As described above, according to the present invention, the negative feedback loop f is configured using a constant current circuit so that the signal '(flow) of the optical-to-electrical conversion element does not become thicker due to excessive optical input. This has the effect of allowing a large value to be set and providing an optical receiver with high sensitivity and a wide dynamic range.

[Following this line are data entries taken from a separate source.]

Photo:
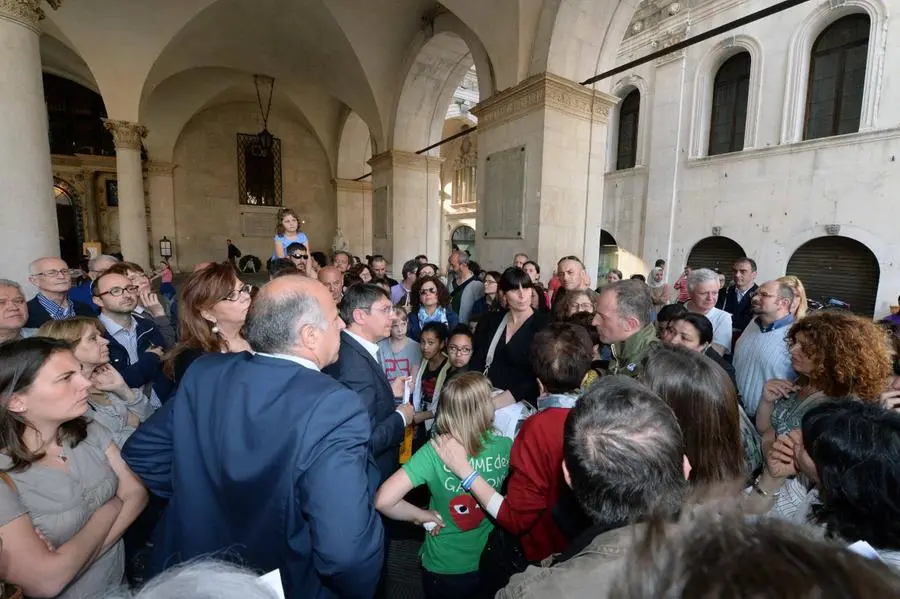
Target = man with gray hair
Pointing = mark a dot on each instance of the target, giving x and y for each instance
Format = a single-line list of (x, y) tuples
[(13, 311), (266, 460), (466, 291), (703, 287), (622, 320), (96, 267)]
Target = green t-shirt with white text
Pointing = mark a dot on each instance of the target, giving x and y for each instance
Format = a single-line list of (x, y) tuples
[(457, 548)]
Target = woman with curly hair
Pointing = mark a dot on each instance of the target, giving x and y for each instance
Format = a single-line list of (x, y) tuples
[(837, 354), (430, 303)]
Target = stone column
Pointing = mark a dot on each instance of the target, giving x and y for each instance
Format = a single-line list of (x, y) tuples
[(354, 203), (560, 128), (413, 208), (28, 227), (130, 177)]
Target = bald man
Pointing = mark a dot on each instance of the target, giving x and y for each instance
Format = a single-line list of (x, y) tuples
[(53, 279), (333, 279), (279, 480)]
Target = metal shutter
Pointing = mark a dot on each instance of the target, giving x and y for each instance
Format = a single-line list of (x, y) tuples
[(838, 267), (716, 253)]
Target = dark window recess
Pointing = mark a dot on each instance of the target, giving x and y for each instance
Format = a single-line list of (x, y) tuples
[(626, 148), (728, 120), (259, 173), (837, 73), (74, 118)]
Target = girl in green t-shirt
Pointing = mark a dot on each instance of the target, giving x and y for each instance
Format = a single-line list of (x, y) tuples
[(458, 527)]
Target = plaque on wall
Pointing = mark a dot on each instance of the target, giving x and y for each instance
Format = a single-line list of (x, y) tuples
[(504, 194), (380, 213), (257, 224)]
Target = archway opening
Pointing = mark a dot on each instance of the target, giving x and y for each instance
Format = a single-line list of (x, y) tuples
[(609, 254), (69, 229), (838, 267), (717, 253)]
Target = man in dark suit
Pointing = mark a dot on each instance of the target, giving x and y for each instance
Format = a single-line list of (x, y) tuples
[(739, 297), (368, 312), (265, 459)]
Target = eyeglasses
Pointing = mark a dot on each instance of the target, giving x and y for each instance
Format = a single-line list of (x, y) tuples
[(237, 293), (54, 273), (117, 291)]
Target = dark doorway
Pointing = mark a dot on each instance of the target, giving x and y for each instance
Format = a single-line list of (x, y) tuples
[(67, 221)]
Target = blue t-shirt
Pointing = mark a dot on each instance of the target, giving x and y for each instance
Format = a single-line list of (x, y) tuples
[(301, 238)]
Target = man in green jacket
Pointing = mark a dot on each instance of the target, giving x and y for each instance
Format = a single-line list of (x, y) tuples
[(622, 320)]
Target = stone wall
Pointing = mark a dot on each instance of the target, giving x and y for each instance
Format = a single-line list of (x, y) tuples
[(207, 211)]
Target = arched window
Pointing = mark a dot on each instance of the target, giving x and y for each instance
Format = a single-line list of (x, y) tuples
[(731, 90), (837, 73), (626, 148)]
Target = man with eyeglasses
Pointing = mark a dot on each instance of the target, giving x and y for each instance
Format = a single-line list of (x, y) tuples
[(136, 345), (96, 267), (13, 312), (53, 278), (299, 255)]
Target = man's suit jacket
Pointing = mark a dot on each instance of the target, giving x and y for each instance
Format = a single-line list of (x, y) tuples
[(741, 311), (360, 372), (266, 463)]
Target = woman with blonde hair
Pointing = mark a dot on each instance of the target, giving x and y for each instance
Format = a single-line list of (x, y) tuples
[(798, 306), (112, 403), (212, 307), (458, 528)]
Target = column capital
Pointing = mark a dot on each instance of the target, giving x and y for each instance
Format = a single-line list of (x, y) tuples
[(540, 92), (126, 135), (406, 160), (26, 12)]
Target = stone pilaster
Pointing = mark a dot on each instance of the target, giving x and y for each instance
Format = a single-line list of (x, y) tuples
[(406, 206), (133, 238), (28, 229), (560, 127)]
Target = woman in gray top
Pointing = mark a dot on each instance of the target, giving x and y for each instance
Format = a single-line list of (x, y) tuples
[(67, 496), (112, 403)]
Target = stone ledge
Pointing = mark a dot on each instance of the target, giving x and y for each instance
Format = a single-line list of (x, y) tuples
[(544, 90)]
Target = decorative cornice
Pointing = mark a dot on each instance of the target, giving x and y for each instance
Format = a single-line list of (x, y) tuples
[(25, 12), (544, 90), (406, 160), (351, 185), (160, 168), (126, 135)]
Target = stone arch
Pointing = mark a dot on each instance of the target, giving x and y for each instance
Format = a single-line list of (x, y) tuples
[(567, 41), (716, 252), (433, 76), (800, 47), (354, 148), (709, 66), (70, 221), (620, 89), (841, 267)]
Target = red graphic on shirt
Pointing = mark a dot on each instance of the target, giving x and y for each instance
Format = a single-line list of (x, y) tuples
[(394, 368), (466, 512)]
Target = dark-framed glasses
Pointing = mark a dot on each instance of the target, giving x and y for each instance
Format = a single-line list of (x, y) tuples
[(117, 291), (55, 272), (235, 295)]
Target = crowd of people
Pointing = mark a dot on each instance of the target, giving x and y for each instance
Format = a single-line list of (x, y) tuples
[(546, 438)]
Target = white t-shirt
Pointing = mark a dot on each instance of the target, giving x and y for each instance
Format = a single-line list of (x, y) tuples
[(722, 328)]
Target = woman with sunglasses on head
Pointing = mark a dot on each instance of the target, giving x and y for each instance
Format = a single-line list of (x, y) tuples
[(67, 496), (430, 303), (212, 308)]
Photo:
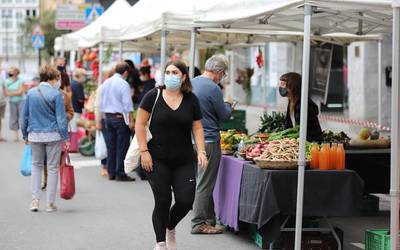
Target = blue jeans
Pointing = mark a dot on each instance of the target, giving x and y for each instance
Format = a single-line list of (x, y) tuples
[(117, 139)]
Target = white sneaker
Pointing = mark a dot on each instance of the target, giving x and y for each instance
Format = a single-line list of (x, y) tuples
[(34, 205), (51, 208), (161, 246), (171, 240)]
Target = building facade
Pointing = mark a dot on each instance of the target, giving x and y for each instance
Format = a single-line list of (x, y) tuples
[(13, 13)]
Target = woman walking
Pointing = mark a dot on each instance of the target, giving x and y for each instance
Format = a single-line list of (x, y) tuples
[(290, 87), (14, 88), (45, 127), (169, 157)]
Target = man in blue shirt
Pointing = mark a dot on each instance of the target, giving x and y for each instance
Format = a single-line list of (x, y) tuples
[(214, 111), (116, 104)]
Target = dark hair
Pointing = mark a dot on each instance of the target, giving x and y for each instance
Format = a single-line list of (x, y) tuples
[(64, 80), (293, 83), (186, 85), (48, 73), (145, 70), (130, 63), (121, 67)]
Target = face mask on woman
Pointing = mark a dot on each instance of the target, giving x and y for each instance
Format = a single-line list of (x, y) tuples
[(57, 85), (172, 82), (283, 91)]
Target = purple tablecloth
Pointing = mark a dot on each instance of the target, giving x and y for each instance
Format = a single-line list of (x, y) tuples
[(227, 191)]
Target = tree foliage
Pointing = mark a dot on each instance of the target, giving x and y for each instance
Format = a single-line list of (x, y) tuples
[(47, 24)]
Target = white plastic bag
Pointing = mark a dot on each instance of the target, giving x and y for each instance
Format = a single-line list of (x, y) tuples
[(100, 147)]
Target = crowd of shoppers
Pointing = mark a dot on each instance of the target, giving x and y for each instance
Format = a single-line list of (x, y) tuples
[(181, 159)]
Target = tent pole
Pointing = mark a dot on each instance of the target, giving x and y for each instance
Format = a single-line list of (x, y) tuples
[(163, 54), (303, 123), (380, 82), (62, 51), (192, 56), (101, 56), (395, 136), (121, 44)]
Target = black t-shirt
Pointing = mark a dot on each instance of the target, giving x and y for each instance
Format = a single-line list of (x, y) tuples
[(172, 130)]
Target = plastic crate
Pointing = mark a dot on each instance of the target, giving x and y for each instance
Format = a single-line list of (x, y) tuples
[(377, 239), (257, 237)]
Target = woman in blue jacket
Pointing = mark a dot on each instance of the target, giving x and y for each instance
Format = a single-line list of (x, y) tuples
[(45, 127)]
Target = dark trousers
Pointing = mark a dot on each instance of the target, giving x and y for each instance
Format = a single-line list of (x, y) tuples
[(179, 177), (117, 139), (105, 134)]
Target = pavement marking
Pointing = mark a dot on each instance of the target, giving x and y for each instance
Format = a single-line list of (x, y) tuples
[(85, 163), (359, 245)]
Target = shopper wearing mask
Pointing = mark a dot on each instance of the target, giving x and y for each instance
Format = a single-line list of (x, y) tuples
[(168, 157), (214, 111), (15, 89), (78, 96), (44, 127), (3, 105), (115, 103), (290, 87), (146, 84)]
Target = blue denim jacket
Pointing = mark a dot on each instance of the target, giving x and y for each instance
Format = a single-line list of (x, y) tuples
[(38, 117)]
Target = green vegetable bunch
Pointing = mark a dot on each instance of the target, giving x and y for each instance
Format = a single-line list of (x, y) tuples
[(272, 123), (291, 133)]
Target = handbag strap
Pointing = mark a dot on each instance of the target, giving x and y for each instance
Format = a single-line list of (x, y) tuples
[(66, 159), (151, 115), (45, 101)]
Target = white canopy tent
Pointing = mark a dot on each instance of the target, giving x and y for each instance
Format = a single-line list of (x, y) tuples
[(357, 17)]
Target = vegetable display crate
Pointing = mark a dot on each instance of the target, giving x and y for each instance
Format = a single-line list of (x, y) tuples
[(378, 239), (257, 237), (236, 121)]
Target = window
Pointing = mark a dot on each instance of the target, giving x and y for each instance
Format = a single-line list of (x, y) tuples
[(8, 46), (6, 18)]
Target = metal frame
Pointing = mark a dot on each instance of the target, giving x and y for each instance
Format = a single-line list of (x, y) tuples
[(395, 135), (312, 229), (308, 9)]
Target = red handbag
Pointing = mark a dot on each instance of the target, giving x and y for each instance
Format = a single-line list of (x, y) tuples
[(67, 178)]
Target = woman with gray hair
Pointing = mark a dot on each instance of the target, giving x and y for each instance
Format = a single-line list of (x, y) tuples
[(15, 89), (214, 111), (45, 127)]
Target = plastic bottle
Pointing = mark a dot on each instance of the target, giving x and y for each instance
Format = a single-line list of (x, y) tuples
[(314, 156), (342, 157), (324, 157), (333, 157)]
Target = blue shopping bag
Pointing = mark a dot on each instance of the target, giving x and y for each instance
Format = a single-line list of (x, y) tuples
[(26, 164)]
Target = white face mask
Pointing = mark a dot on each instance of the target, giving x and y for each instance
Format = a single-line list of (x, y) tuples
[(57, 85)]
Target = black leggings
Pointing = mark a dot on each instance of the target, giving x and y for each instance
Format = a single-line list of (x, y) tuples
[(181, 177)]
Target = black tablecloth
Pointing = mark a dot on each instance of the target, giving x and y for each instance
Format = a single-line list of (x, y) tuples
[(265, 193), (373, 166)]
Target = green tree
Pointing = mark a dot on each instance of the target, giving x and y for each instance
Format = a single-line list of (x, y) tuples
[(47, 24)]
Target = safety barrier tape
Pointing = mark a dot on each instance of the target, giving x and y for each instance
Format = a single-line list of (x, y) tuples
[(365, 124)]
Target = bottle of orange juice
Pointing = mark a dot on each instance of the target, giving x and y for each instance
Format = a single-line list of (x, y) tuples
[(324, 156), (314, 156), (341, 157), (333, 159)]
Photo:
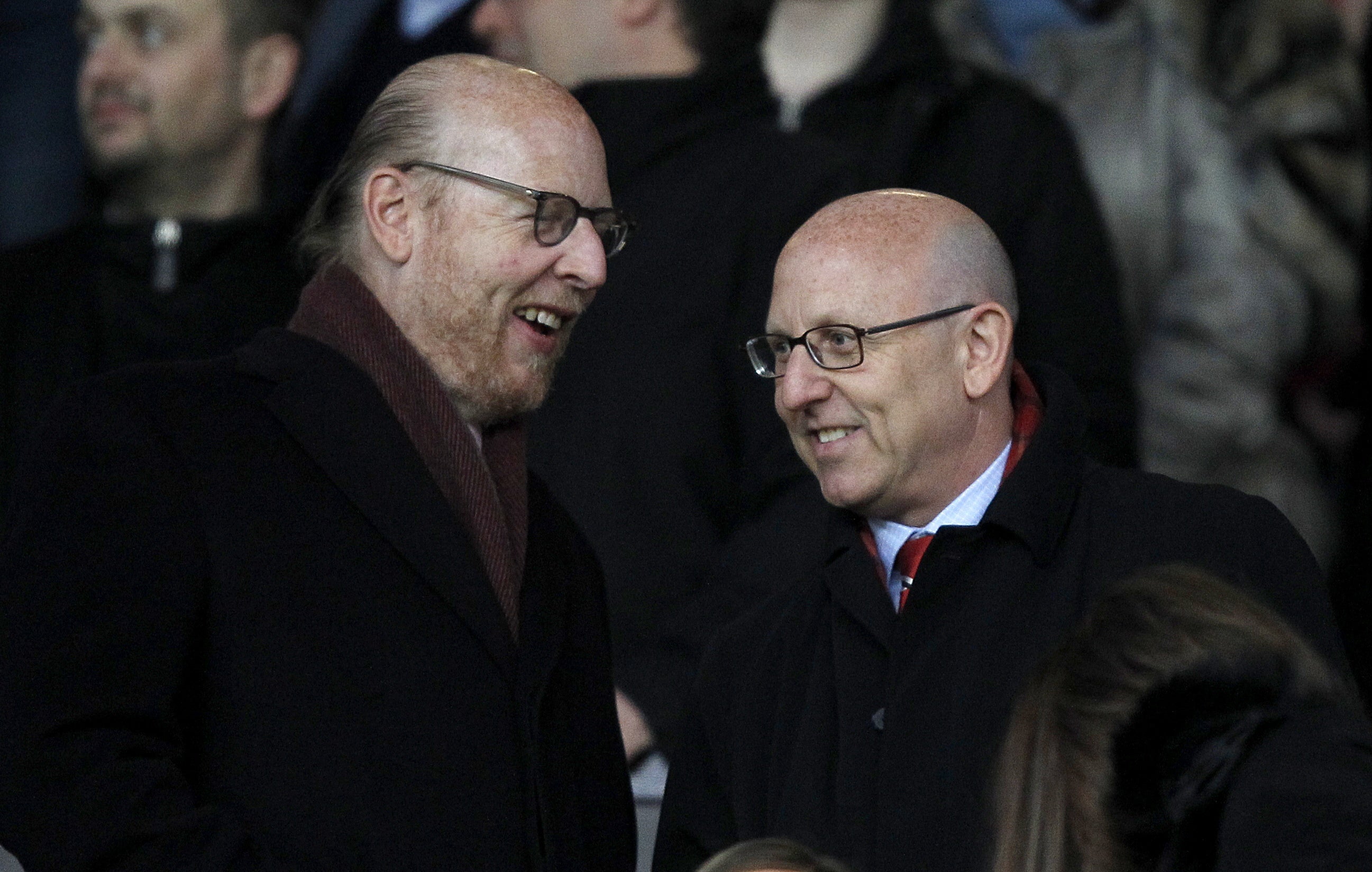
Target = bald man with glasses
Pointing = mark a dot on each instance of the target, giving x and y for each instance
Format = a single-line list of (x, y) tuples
[(302, 607), (958, 531)]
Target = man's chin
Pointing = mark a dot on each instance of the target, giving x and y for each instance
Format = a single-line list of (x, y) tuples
[(846, 494), (112, 162)]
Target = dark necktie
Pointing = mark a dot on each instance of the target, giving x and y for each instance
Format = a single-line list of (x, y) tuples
[(907, 563)]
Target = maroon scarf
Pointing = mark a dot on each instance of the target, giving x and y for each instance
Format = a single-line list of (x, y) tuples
[(486, 484)]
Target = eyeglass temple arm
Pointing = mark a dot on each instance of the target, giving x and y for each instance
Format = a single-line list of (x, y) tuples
[(489, 180), (934, 316)]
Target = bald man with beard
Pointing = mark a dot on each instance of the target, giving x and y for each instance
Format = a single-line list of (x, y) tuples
[(302, 607), (961, 531)]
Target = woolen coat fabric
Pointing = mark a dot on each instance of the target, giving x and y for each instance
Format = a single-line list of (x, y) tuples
[(657, 436), (243, 628), (914, 118), (825, 718)]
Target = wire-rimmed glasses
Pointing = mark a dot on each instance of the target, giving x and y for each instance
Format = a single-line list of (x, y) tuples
[(555, 214), (830, 346)]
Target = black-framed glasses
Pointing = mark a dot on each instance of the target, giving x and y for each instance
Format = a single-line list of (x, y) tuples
[(555, 214), (830, 346)]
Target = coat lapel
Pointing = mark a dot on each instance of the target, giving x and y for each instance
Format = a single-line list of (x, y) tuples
[(338, 416), (854, 584), (544, 595)]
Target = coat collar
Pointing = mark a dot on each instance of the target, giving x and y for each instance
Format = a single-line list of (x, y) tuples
[(1036, 500), (340, 417), (643, 120)]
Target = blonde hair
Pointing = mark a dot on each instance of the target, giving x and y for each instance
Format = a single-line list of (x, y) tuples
[(1056, 775), (772, 853)]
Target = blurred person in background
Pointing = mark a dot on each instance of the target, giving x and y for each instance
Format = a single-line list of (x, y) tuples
[(872, 77), (770, 856), (180, 262), (1227, 143), (1183, 727), (353, 50), (40, 139), (656, 435)]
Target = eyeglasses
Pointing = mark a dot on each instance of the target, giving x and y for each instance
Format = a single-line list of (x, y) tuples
[(832, 346), (555, 214)]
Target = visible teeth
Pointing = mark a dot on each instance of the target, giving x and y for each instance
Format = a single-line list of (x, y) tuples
[(539, 316)]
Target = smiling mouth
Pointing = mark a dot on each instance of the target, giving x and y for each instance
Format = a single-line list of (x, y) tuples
[(832, 434), (541, 320)]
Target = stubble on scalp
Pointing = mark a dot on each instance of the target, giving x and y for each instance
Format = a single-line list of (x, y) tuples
[(895, 231)]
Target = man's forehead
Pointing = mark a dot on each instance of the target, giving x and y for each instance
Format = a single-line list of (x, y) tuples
[(839, 283), (150, 8), (548, 151)]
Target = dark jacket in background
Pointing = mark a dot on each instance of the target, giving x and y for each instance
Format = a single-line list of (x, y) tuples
[(354, 50), (243, 630), (1232, 767), (918, 120), (824, 716), (657, 435), (81, 302)]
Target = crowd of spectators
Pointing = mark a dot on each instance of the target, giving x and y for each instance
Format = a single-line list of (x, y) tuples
[(1181, 187)]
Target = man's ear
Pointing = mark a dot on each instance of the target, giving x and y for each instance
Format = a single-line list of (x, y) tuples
[(268, 73), (389, 204), (638, 13), (988, 339)]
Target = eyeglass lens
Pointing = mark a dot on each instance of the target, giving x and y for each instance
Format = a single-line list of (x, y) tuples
[(557, 216), (832, 347)]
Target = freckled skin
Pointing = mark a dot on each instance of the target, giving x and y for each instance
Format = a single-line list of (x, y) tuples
[(920, 433), (475, 260)]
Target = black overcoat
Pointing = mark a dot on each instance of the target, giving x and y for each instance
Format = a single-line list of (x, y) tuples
[(918, 118), (657, 436), (242, 628), (822, 716), (81, 302)]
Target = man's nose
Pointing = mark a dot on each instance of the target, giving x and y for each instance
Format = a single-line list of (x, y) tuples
[(582, 264), (106, 61), (804, 382)]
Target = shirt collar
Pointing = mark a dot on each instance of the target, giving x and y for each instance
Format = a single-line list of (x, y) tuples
[(965, 510)]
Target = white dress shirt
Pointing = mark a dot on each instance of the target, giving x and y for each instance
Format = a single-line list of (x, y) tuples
[(965, 510)]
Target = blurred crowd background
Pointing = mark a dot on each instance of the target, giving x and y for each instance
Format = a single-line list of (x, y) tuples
[(1181, 184)]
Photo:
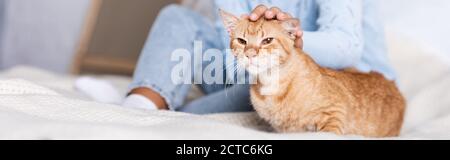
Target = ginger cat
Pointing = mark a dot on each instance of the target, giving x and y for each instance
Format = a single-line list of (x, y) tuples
[(304, 96)]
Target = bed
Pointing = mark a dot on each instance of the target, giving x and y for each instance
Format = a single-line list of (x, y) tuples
[(37, 104)]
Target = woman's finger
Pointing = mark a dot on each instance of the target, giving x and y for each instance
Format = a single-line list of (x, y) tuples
[(258, 12), (245, 16), (283, 16), (299, 43), (272, 13)]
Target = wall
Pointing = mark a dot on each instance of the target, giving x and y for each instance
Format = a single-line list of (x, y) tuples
[(41, 33)]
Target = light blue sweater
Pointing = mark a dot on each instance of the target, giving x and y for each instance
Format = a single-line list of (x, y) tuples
[(337, 33)]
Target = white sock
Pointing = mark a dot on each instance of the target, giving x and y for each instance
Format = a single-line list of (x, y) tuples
[(139, 101), (98, 90)]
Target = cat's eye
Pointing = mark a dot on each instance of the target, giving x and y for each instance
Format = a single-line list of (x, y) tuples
[(267, 41), (242, 41)]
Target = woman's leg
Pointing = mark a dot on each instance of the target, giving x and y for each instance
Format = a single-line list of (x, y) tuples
[(175, 28)]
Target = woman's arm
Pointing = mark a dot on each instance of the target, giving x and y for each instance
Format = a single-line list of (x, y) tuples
[(338, 43)]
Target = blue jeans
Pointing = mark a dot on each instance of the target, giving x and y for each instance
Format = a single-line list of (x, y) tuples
[(178, 27)]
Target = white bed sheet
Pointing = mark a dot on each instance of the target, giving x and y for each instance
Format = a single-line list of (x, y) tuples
[(43, 105)]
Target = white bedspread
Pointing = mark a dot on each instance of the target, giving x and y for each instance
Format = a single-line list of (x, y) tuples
[(36, 104)]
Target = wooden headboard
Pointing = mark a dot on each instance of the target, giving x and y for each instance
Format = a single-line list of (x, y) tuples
[(113, 35)]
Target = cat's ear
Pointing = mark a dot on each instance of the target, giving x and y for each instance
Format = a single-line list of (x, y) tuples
[(291, 26), (229, 20)]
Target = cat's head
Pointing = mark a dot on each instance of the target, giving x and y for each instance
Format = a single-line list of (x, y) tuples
[(260, 45)]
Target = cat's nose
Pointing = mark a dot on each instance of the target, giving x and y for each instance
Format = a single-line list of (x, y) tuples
[(251, 53)]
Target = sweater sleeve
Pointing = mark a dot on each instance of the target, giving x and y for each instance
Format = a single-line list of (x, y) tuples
[(338, 42)]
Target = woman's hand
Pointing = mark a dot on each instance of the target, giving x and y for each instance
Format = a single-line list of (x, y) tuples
[(275, 13)]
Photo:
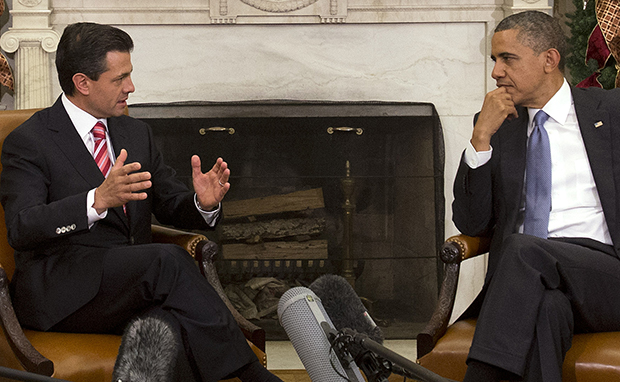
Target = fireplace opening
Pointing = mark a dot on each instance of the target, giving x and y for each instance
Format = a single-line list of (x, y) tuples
[(349, 188)]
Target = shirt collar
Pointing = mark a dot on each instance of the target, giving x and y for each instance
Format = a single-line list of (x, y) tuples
[(82, 121), (558, 107)]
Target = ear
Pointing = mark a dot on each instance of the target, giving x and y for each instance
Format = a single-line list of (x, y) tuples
[(81, 82), (552, 60)]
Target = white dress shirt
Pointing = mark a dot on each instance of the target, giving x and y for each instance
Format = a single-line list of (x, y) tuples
[(576, 209), (84, 123)]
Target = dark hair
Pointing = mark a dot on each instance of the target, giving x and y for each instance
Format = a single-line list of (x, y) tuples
[(83, 48), (538, 31)]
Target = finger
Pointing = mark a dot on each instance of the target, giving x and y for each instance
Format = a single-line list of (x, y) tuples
[(225, 176), (196, 166), (137, 177), (217, 167), (120, 159)]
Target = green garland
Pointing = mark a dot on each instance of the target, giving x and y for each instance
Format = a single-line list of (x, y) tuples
[(581, 24)]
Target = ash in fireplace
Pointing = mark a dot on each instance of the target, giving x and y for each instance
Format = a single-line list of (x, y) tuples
[(258, 298)]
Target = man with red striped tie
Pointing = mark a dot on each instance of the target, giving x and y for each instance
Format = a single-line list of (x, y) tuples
[(80, 181)]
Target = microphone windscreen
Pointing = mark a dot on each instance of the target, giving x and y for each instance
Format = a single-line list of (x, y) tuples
[(344, 306), (300, 313)]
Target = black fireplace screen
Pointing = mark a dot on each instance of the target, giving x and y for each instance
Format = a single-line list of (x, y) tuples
[(321, 187)]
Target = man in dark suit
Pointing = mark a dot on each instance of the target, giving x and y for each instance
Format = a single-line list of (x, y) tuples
[(553, 273), (78, 205)]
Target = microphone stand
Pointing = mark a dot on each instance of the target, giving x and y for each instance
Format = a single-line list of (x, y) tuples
[(378, 362)]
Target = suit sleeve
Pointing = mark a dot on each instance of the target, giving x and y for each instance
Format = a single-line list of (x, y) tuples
[(472, 208), (32, 215)]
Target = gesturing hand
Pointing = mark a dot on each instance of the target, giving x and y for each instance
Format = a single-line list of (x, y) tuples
[(122, 185), (210, 187)]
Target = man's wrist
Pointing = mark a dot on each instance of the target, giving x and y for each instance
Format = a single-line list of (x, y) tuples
[(200, 207)]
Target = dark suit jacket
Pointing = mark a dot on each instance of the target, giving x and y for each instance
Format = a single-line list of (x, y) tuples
[(487, 199), (47, 172)]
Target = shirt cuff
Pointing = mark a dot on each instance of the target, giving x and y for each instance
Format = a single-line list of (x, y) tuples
[(475, 159), (209, 216), (91, 212)]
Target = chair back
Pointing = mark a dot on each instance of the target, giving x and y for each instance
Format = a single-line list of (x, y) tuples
[(9, 120)]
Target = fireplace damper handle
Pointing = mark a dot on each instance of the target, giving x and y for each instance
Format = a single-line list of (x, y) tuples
[(204, 130), (358, 131)]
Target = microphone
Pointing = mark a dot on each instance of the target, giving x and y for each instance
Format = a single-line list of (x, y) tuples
[(344, 306), (307, 325)]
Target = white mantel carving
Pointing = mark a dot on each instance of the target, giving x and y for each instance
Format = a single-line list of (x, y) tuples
[(32, 40)]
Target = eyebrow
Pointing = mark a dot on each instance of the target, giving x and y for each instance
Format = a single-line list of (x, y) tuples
[(504, 55)]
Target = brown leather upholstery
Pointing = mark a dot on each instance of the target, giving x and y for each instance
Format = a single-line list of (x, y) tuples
[(85, 357), (593, 357)]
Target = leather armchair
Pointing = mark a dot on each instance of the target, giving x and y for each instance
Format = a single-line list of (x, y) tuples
[(443, 348), (88, 357)]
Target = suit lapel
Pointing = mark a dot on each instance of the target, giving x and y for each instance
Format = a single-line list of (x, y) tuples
[(120, 141), (71, 145), (513, 142), (597, 136)]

[Brief explanation of the drawing]

Fig. 1 is a block diagram of an optical receiving device according to an embodiment of the present invention, Fig. 2 is a connection diagram of an example of the configuration of a constant current circuit, and Fig. 3 is a diagram showing the optical input level and the output voltage amplitude of the preamplifier. FIG. 4 is a block diagram showing a conventional optical receiver. (11 is an avalanche photodiode, (2) is a high voltage generation circuit, C3) is a preamplifier circuit, (42-digit variable gain amplifier circuit, (5) is a main amplifier circuit, (6) is a first peak value detection circuit , (7) is the first reference voltage, (81 is the first error amplification circuit, (91 is the identification reproducing circuit, all is the second peak value detection circuit, α2 is the second reference voltage, 63jd is the first reference voltage, 2, the error amplification circuit (I4 is a constant current circuit). Note that in Figure 1, the same reference numerals indicate the same or equivalent parts.

Claims (1)

[Claims] an optical-electrical conversion element that converts an input optical signal into an electrical signal;
A preamplifier circuit that converts a signal caused by a current change of this opto-electric conversion element into a signal caused by a voltage change, a variable gain amplifier circuit whose amplification gain changes in response to the output of this preamplifier circuit, and this variable gain amplification circuit. a main amplifier circuit that receives the output of the circuit and amplifies it with a constant gain; a first peak value detection circuit that detects the output amplitude level of the main amplifier circuit; a first reference voltage; and the first peak value detection circuit. Amplify the difference in the output of the circuit,
a first error amplification circuit that supplies a gain control voltage of the variable gain amplifier and a voltage that controls the bias of the opto-electric conversion element; a high voltage generation circuit for controlling the bias of the element; an identification and regeneration circuit for reproducing the waveform of the output signal of the main amplifier circuit; a second peak value detection circuit for detecting the output amplitude level of the preamplifier circuit; a second error amplification circuit for amplifying the difference between the second reference voltage and the output of the second peak value detection circuit; An optical receiver comprising: a constant current circuit that supplies an anode of a conversion element.